Why is this correct? The value in new is the correct value to store in variable if and only if the value currently stored in variable is old. If the value has changed between reading variable's value and the compare_and_swap, then the compare_and_swap will fail and fetch_and_add will execute the loop again. Only when we can store the correct value in variable will this operation complete. One might argue that this operation is not atomic, as it can be effected by the actions of other threads. However because of the indeterminism of parallel execution, the actions of other threads that caused the compare_and_swap to fail are effectively happening before the fetch_and_add. When the fetch_and_add completes, we know that the value being stored is the correct value as if the atomic operation had occurred at that moment.

If you consider the above code, we could do just about anything we want between reading variable's value and attempting the compare_and_swap. For example, if we are working with pointers (in C for example) we could make changes to data structures. With a lot of careful planning you can use compare and swaps to implement reasonably complex data structures that can correctly perform operations in a multi-threaded environment without needing to use mutexes.

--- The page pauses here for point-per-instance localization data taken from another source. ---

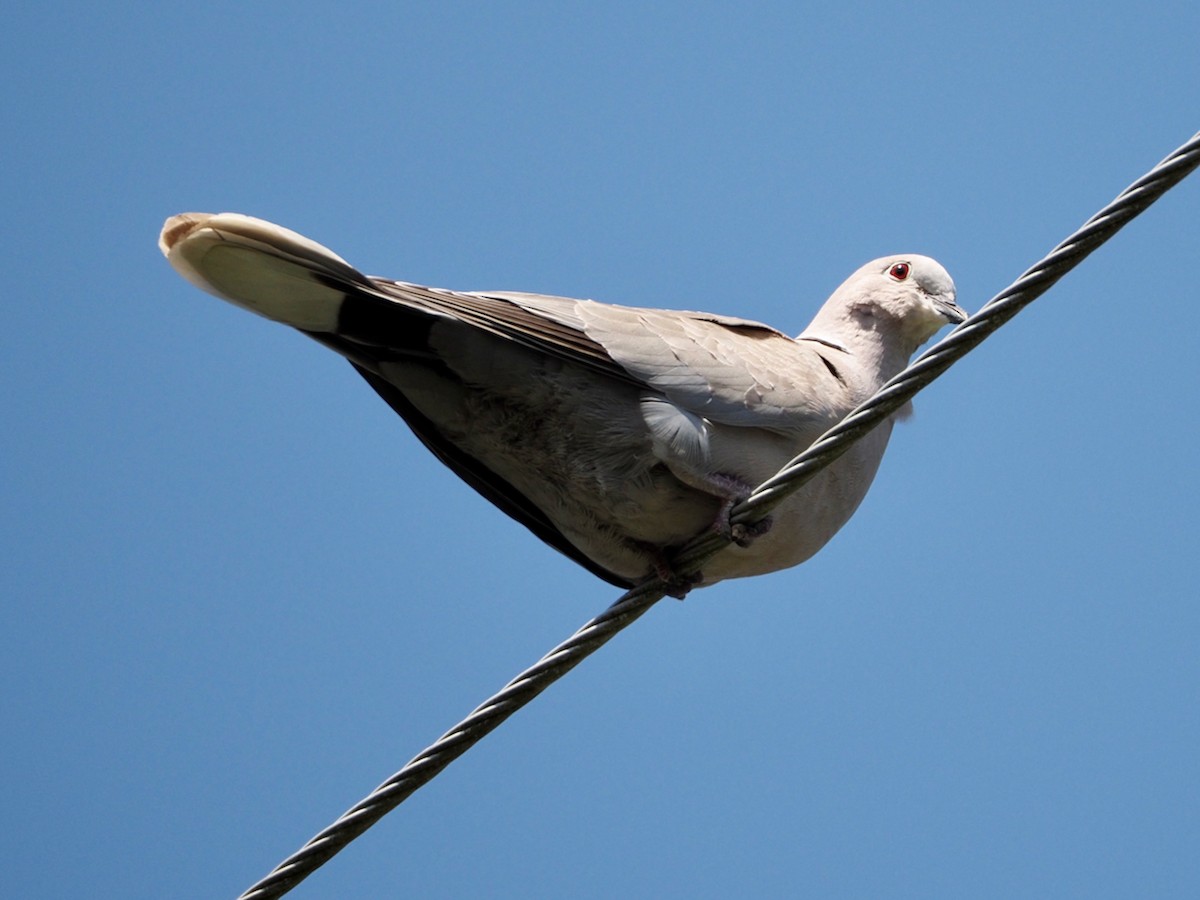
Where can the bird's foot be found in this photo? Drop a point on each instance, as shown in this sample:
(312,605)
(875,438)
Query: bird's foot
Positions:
(735,490)
(675,583)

As an example, in Maple 13 we implemented an atomic simple table for the kernel. The simple table is a hash table used in the kernel to guarantee that we have unique representations for various mathematical objects. The Maple simple table is a heavily used structure and having a lock around the simple table was preventing even simple examples from parallelizing effectively. By implementing an atomic table we significantly reduced the amount of contention around this fundamental data structure. I hope in the future we will be able to re-use much of the code in the atomic simple table to implement atomic tables (as in table()) in Maple.

Unfortunately compare and swap is not perfect. In particular it can fall victim to the ABA problem. Basically between the read of a value and the compare and swap it is possible that the variable's value will change from A to B then back to A. This kind of change will not be detected by a compare and swap because the variable's value is set back to the expected value. For something like the implementation of fetch_and_add this is not a problem, however when manipulating a data structure the ABA problem can be fatal.

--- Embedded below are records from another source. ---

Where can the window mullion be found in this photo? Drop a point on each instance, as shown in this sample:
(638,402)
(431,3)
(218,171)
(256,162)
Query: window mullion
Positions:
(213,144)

One fix for this is using a double compare and swap (DCAS), the DCAS is similar to the compare and swap (CAS) but it works with two words of memory. It has two expected values and two new values. One word is used as it is in a CAS, but the other is used like a time stamp. Each update of the first word is accompanied by a increment to the second word. This allows the DCAS to detect changes like the ABA problem. Unfortunately the DCAS instruction is not yet widely available.

Atomic operations are powerful tools, but are complex and require precise and meticulous programming. And if you brain is twisted like mine, they are also kind of fun

﻿